Bariwali – The Landlady

Loneliness is apparently an epidemic, so I read. World over there are millions and millions of people who count themselves as being lonely and yet there is no way most of them are going to find company or companionship, rather ironic, isn’t it?

Tinder or no Tinder, some among us are going to hit the bucket alone.

Well, Rituparno Ghosh’s award winning film Bariwali or The Landlady deals with this rather delicate subject with a tenderness that makes the movie quite the classic it is.

The land lady of a large aristocratic looking mansion was widowed in her youth. She has led a lonely life and is a nervous woman who does not entertain connections with the outside world. Her slow uneventful life is thrown out of its mundane routines when a film director approaches her with a request to shoot his film at her home.

Though initially hesitant, Bonolatha is taken in by the charismatic ways of the director and agrees. Bonolatha’s maid servant is a flutter of excitement as is her manager, an old man.

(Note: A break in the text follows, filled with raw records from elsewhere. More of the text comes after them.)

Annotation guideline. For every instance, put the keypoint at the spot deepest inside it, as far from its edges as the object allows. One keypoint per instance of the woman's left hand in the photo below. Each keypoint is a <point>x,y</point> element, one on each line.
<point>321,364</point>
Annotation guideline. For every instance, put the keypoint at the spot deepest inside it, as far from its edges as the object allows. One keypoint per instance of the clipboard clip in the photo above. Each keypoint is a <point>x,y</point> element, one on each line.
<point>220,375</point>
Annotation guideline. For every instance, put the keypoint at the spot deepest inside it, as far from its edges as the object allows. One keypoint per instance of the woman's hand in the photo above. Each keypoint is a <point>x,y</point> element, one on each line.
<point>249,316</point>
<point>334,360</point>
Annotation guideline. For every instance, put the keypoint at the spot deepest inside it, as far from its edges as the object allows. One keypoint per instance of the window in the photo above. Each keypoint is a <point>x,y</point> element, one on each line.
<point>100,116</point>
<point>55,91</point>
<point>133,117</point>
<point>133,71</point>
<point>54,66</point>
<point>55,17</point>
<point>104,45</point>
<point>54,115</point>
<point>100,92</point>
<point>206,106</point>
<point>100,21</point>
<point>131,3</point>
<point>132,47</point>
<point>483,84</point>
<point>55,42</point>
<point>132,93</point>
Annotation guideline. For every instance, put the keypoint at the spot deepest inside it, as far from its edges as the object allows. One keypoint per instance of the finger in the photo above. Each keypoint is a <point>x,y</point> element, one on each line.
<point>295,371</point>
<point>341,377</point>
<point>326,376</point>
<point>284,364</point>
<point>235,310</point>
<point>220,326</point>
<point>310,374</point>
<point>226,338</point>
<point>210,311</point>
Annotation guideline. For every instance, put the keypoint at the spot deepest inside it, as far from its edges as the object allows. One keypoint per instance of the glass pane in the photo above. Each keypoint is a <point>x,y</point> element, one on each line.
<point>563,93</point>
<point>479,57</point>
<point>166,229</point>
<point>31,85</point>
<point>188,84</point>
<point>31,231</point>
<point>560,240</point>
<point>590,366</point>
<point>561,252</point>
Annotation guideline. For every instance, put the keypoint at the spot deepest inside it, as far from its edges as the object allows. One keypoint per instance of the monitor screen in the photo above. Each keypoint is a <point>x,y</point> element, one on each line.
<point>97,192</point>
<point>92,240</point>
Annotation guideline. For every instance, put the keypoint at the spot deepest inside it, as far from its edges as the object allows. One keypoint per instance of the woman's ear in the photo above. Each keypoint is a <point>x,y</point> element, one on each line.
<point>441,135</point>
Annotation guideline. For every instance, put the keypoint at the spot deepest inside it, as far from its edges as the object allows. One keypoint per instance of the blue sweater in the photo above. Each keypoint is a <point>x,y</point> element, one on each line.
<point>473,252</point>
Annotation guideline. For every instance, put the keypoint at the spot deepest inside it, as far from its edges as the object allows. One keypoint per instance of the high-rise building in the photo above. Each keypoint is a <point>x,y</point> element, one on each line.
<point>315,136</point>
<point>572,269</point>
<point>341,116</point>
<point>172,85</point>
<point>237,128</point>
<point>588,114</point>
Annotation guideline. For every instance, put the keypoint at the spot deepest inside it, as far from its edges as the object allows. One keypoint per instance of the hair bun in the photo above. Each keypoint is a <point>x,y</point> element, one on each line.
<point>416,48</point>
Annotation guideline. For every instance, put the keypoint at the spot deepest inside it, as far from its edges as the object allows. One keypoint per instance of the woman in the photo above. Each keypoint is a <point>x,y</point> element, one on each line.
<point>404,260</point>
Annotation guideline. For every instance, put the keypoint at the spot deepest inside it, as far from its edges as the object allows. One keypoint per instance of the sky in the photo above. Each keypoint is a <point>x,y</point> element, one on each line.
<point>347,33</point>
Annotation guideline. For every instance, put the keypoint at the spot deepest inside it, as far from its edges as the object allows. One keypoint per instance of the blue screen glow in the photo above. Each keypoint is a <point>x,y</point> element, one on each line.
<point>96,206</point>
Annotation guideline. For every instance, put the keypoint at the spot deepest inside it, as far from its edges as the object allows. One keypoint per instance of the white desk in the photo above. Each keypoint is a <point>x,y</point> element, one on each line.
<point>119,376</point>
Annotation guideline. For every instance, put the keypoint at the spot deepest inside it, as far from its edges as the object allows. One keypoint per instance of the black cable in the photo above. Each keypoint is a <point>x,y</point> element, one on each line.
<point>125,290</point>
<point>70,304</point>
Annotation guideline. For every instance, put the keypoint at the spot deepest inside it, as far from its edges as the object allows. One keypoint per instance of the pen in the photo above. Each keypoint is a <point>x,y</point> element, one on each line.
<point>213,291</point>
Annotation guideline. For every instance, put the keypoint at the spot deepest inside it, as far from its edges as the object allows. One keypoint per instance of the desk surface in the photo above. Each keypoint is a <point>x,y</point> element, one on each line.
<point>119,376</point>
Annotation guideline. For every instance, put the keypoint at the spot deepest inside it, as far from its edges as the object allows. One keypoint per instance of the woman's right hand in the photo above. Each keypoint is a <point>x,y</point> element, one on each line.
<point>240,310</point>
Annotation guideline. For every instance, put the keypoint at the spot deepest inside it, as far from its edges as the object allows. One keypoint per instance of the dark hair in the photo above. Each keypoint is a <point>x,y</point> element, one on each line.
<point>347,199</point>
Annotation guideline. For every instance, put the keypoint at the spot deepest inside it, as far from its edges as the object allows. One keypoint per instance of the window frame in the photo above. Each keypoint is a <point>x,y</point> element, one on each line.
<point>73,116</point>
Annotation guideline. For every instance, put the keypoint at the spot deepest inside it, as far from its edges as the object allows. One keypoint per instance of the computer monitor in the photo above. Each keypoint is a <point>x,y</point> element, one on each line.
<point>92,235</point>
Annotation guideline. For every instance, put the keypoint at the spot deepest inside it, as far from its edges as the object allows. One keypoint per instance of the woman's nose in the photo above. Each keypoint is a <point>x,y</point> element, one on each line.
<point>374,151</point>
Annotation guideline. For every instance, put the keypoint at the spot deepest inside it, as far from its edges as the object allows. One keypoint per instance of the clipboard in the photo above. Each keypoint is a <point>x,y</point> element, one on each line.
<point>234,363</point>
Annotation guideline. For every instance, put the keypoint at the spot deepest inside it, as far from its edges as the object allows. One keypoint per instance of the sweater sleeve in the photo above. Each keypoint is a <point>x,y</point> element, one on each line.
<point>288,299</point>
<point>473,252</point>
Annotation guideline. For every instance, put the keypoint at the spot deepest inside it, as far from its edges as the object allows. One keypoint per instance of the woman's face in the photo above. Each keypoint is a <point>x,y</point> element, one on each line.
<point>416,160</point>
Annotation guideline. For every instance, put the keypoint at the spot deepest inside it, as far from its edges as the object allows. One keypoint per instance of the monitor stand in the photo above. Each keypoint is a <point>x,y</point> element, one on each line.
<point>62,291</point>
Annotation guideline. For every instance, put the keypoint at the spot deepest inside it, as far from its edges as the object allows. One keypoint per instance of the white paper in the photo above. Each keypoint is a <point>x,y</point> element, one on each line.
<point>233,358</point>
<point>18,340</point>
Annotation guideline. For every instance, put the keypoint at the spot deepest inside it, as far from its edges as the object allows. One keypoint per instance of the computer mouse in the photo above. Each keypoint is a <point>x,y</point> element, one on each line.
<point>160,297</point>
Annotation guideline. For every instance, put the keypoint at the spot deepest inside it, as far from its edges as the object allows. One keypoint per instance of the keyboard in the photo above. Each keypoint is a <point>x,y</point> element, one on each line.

While Bonolatha is drawn to the charming ways of the director, the shooting proceeds and the director even casts her in a small role. This life changing moment brings back music to Bonolatha’s soul and she is delighted.

However, after the unit packs off, Bonolatha receives a letter from Debashish a young member of the unit informing her that her role was cut off the film.

With no financial compensation paid to her for the use of her property, Bonolatha realizes that she was exploited by the director who she took to be a gentleman. Her pride is hurt and her life returns to its old drudgery of load shedding and her struggle to meet the ends.

Kiron Kher effectively essays the role of the tragic heroine, Bonolatha.

Emotional weakness often lends man to become a victim of exploitation and Bonolatha’s character well depicts this awful truth of life.